Instantly, he knew this was the same song that he had heard once all those years ago. The woman’s voice softly caressing her sorrows in what he now recognized as Spanish poetry while the drums kept her heart beating and the blues guitar gave her a stage to weep on…

Exquisite and heart-wrenching.

And then the London cab was gone, the damp English evening continued and the moment had passed. He remembered his cigarette and completed the motion to his mouth where he pulled a long, hard drag of it before sighing the smoke out.

One day, he swore, he would find that song and play until the end of time. He would show his children and his children’s children that song and explain what it meant to him. That was his song. If his life was a movie, that song would be the soundtrack.

***

“For those who were lucky enough to know my grandfather,” the young man said, his face taught as he struggled with emotions, “They would know that he did not have the luckiest childhood nor the easiest path through life to arrive here in California. But they would also know that he strove to make everyone else’s lives luckier and easier and better in every way imaginable. Music was his second love while Granny and my mother, my uncles and all of us were his first love. We are his family and he was ours. We are here because of you, Grandad, and we are better for you, but you will always, always be missed–”

The young man stepped away from the podium and wiped his eyes, his brave mask showing cracks as his eyes misted up. The small crowd into the church hardly noticed as some were openly crying while the rest were barely holding themselves together.

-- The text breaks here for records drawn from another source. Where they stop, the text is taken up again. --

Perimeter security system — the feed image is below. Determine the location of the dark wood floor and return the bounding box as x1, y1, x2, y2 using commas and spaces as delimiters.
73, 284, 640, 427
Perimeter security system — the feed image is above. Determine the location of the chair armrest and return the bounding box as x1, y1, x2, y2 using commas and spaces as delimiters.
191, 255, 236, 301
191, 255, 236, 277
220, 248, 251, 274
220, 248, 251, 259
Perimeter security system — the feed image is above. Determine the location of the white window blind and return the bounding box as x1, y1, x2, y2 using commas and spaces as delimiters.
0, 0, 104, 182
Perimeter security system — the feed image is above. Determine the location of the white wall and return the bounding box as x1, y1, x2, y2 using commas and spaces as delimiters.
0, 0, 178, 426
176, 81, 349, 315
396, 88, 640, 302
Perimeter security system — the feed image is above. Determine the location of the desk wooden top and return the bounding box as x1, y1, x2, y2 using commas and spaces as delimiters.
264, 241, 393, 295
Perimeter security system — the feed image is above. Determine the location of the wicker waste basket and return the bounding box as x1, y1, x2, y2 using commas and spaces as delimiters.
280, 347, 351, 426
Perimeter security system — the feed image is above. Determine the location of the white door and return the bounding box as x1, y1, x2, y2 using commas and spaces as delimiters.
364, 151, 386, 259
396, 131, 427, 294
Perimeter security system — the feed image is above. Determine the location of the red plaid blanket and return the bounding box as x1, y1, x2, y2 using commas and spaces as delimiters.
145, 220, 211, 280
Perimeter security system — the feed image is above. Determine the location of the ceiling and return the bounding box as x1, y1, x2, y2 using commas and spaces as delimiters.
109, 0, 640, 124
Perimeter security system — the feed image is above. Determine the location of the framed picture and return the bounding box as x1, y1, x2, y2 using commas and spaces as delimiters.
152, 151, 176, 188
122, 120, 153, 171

“Thank you, John,” the Minister said stepping up to the mic, “We will walk out to the cemetery for the burial before we come back for tea and coffee and to give our condolences to the family. Now, as we proceed, the three grandchildren–John, Ronald, and Reuel–have selected their Grandfather’s favorite song and we will play it. Everyone, please stand and let us proceed out the back of the hall.”

The church was suddenly filled with an angel’s sorrowful singing as a slow drumbeat and blues rhythm provided texture. Her voice was both strong and quiet at the same but intensely loving with a sense of regret that gave those hearing it goosebumps on their arms. It was an old Spanish poem and none gathered there could understand it, but they could all feel what she was feeling as each weeping word caressed the air and mixed with their sense of loss at Grandad Ursla’s passing.